Но обыкновенные люди обыкновенного города постепенно укрупняются, становясь различными, продолжая оставаться обыкновенными. Они подчеркиваются своими вещами: вещи Собакевича, Плюшкина, Манилова подобны своим владельцам, и вещи Чичикова, в частности его шкатулка, начинают приобретать особый характер: у Чичикова есть деньги, и деньги, скрываемые в быстро задвигаемом ящичке шкатулки.
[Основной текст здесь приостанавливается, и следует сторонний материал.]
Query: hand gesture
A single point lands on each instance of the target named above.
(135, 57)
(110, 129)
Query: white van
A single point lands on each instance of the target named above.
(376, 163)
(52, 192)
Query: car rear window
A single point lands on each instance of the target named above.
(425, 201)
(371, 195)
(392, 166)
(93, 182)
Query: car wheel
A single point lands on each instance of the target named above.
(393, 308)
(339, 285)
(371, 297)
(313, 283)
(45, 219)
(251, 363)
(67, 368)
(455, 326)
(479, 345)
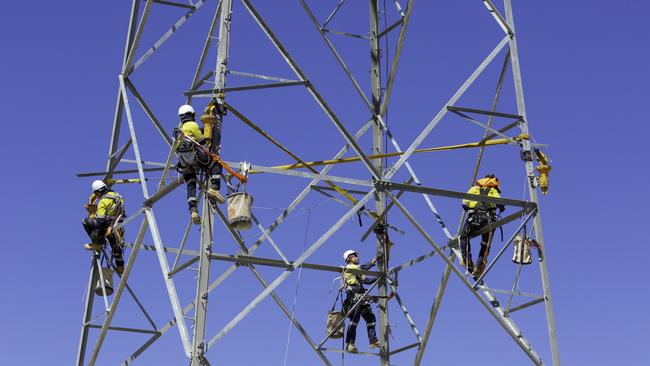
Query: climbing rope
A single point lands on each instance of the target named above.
(217, 159)
(295, 297)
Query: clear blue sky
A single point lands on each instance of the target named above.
(585, 77)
Среди этих предметов-знаков едет экипаж Чичикова, но едет он по дороге, которую определил сам писатель;

это великая дорога, и она как будто и не соединяет эти усадьбы; это дорога сама по себе. Дорога становится одной из главных тем, и на дороге Чичиков встречает прекрасную женщину, и вдруг появляется тема другой жизни:

Везде, поперек каким бы ни было печалям, из которых плетется жизнь наша, весело промчится блистающая радость, как иногда блестящий экипаж с золотой упряжью, картинными конями и сверкающим блеском стекол вдруг неожиданно пронесется мимо какой-нибудь заглохнувшей бедной деревушки, не видевшей ничего, кроме сельской телеги, и долго мужики стоят, зевая, с открытыми ртами, не надевая шапок, хотя давно уже унесся и пропал из виду дивный экипаж. Так и блондинка тоже вдруг совершенно неожиданным образом показалась в нашей повести и так же скрылась.

Образное построение поэмы основано на подчеркивании обычного, на разрушении обычного путем выделения детали реальной, но укрупненной, и на высокой лирической мысли, обычно связанной с дорогой, природой, мечтой.

Высокое окрашивает поэму, когда фон обычного уже устанавливается.